Join us this month on Thursday, 30 November at 14.00 GMT for the latest in the Research Uptake Roundtable series, ‘Research to practice: experiences from researcher-practitioner partnership’.
As part of ‘Climate Month’ on Research to Action, the Adaptation at Scale in Semi-Arid Regions (ASSAR) research programme will be discussing what academics really want from NGOs and vice versa in the adaptation space; and how far this relationship can be pushed. It will touch on aspects of effective strategic partnerships as well as real examples of what has worked and what hasn’t in a large, multi-country, interdisciplinary research consortium.
ASSAR’s overarching research objective is to use insights from multiple-scale, interdisciplinary work to improve the understanding of the barriers, enablers, and limits to effective, sustained, and widespread adaptation out to the 2030s. Working in a co-ordinated manner across seven countries in India, East Africa, West Africa, and Southern Africa, ASSAR’s research is based on case studies and strives to integrate climatic, environmental, social, and economic change. The dynamics of gender roles and relations form a particularly strong theme throughout their approach.
Each of ASSAR’s teams conducts regionally relevant research focused on specific socio-ecological risks/dynamics that relate centrally to livelihood transitions, and the access, use, and management of land and water resources in water-stressed environments. Focal research themes in each region are: agro-intensification in West Africa; land and water access in East and Southern Africa; and land use, land cover, and livelihood changes in India.
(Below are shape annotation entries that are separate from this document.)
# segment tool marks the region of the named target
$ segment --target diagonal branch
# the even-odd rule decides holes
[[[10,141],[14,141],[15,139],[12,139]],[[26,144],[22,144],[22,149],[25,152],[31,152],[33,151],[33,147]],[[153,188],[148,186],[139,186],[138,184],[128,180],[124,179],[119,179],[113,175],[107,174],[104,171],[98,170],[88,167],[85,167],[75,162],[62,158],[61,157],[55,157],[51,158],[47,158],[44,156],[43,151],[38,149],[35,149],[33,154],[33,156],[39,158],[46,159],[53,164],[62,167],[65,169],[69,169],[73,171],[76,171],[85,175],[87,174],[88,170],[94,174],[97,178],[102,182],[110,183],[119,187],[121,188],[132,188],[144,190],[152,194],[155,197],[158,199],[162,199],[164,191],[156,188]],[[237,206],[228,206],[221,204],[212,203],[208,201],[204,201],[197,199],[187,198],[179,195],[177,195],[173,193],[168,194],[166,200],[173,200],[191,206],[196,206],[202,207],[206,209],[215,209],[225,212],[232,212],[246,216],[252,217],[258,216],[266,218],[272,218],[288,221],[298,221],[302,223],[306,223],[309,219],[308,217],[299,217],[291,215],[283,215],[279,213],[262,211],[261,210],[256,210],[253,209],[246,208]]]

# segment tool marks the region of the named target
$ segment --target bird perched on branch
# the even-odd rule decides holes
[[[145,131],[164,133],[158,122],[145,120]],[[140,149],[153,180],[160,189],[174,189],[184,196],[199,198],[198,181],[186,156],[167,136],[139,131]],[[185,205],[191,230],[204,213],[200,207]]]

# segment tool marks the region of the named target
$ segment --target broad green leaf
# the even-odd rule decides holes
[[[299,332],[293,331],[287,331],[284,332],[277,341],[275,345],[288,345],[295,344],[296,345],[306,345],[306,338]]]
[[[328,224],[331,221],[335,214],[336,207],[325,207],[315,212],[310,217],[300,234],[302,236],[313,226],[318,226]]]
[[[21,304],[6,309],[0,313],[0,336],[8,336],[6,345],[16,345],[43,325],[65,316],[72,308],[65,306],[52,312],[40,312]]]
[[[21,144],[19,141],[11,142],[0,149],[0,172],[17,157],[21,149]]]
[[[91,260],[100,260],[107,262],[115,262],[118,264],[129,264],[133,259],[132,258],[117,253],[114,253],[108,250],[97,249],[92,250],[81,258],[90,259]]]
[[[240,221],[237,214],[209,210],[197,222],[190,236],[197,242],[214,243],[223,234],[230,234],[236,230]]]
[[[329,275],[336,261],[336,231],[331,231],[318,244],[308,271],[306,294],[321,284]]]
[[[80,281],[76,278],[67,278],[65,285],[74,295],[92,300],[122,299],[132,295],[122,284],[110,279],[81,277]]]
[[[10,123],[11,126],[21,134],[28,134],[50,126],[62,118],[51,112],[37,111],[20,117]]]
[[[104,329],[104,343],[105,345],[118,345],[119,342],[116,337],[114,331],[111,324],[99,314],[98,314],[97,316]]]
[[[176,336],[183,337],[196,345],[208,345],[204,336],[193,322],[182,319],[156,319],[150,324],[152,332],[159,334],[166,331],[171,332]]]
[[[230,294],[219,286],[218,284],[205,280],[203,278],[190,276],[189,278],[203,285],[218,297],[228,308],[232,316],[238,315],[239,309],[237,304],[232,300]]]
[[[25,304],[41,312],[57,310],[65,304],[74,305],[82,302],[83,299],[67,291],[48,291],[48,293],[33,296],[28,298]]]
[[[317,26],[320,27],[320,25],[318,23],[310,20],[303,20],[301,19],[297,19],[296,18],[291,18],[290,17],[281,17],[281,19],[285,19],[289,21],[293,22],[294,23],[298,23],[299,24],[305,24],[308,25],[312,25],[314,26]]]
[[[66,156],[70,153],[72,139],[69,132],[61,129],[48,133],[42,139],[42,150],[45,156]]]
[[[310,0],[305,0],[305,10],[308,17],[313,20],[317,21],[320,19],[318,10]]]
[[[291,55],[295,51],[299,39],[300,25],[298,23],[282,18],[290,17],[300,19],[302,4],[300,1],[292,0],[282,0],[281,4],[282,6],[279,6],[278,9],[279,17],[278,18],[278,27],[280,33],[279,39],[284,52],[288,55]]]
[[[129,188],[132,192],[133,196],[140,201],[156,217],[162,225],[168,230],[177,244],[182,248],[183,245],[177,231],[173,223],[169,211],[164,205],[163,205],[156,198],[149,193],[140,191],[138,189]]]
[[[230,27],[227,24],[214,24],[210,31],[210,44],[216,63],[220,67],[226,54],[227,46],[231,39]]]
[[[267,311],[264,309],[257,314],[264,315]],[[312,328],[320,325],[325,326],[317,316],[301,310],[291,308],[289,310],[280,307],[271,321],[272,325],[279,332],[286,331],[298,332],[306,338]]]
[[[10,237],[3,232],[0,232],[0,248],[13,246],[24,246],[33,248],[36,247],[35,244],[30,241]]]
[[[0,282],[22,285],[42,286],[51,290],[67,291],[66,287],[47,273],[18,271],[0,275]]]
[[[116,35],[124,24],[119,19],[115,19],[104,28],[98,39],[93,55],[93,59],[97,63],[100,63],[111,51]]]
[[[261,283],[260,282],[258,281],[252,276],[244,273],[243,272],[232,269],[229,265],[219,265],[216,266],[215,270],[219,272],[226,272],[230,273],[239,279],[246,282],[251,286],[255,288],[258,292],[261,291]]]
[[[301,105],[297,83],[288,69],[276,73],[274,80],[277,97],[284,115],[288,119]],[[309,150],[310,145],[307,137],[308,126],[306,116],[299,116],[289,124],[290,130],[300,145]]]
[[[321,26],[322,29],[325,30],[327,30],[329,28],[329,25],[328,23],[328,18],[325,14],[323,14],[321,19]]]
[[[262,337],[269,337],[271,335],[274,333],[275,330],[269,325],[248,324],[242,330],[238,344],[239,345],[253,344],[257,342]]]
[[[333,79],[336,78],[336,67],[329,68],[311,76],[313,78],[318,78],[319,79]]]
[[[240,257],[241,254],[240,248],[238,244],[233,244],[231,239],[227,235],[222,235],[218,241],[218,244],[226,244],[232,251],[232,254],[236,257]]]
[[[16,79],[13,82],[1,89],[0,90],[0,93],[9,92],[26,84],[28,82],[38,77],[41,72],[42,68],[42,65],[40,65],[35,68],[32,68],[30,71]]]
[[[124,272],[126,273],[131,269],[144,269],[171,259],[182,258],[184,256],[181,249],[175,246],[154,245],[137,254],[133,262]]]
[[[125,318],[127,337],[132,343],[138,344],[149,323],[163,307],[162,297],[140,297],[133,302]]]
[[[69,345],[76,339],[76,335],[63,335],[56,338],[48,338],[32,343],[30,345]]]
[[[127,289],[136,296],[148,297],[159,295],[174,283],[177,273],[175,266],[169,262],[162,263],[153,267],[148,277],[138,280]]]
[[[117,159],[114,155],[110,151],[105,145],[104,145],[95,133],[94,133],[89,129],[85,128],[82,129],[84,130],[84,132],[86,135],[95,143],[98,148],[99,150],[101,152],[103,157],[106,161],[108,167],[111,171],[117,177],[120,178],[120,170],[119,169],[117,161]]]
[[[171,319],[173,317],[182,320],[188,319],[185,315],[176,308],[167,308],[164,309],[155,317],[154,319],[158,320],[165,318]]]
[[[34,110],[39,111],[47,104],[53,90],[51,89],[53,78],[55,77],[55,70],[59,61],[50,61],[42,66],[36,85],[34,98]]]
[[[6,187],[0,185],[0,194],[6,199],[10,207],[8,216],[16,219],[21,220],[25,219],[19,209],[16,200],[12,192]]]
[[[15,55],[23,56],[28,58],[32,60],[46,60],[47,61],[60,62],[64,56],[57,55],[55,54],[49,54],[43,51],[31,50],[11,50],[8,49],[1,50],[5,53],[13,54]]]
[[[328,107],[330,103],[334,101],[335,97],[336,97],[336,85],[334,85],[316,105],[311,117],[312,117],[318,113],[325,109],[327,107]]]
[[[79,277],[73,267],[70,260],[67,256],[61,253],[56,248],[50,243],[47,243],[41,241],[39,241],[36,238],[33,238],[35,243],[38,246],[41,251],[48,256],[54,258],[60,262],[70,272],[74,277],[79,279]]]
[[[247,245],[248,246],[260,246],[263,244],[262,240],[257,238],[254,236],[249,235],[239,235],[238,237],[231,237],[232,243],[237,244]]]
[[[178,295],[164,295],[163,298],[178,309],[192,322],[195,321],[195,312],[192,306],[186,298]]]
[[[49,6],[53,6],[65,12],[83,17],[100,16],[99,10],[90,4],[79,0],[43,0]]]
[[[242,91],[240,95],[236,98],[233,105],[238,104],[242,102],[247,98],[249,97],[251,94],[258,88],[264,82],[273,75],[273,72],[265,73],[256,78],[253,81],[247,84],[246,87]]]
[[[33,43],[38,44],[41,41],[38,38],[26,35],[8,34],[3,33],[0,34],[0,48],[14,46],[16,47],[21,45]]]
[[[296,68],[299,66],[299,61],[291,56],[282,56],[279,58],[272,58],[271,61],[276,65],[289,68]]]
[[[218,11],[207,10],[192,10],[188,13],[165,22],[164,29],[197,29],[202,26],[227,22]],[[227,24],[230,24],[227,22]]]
Over its five-year lifespan (2014–2018), the cross-regional comparison and integration of research findings will enable ASSAR to develop a unique and systemic understanding of the processes and factors that impede adaptation and cause vulnerability to persist.
Moderated by Megan Lloyd-Laney the webinar will include panelists from across organisations involved in the ASSAR programme. Panelists include:
- Georgina Cundill Kemp, IDRC Senior Programme Officer for ASSAR
- Renie Thomas, Researcher on Hydro-geology, Watershed Organisation Trust – Centre for Resilience Studies
- Daniel Morchain, Oxfam Global Adviser – Climate Change Adaptation, Resilience & Agriculture
- Professor Chris Gordon, Director of the Institute for Environment and Sanitation Studies, University of Ghana.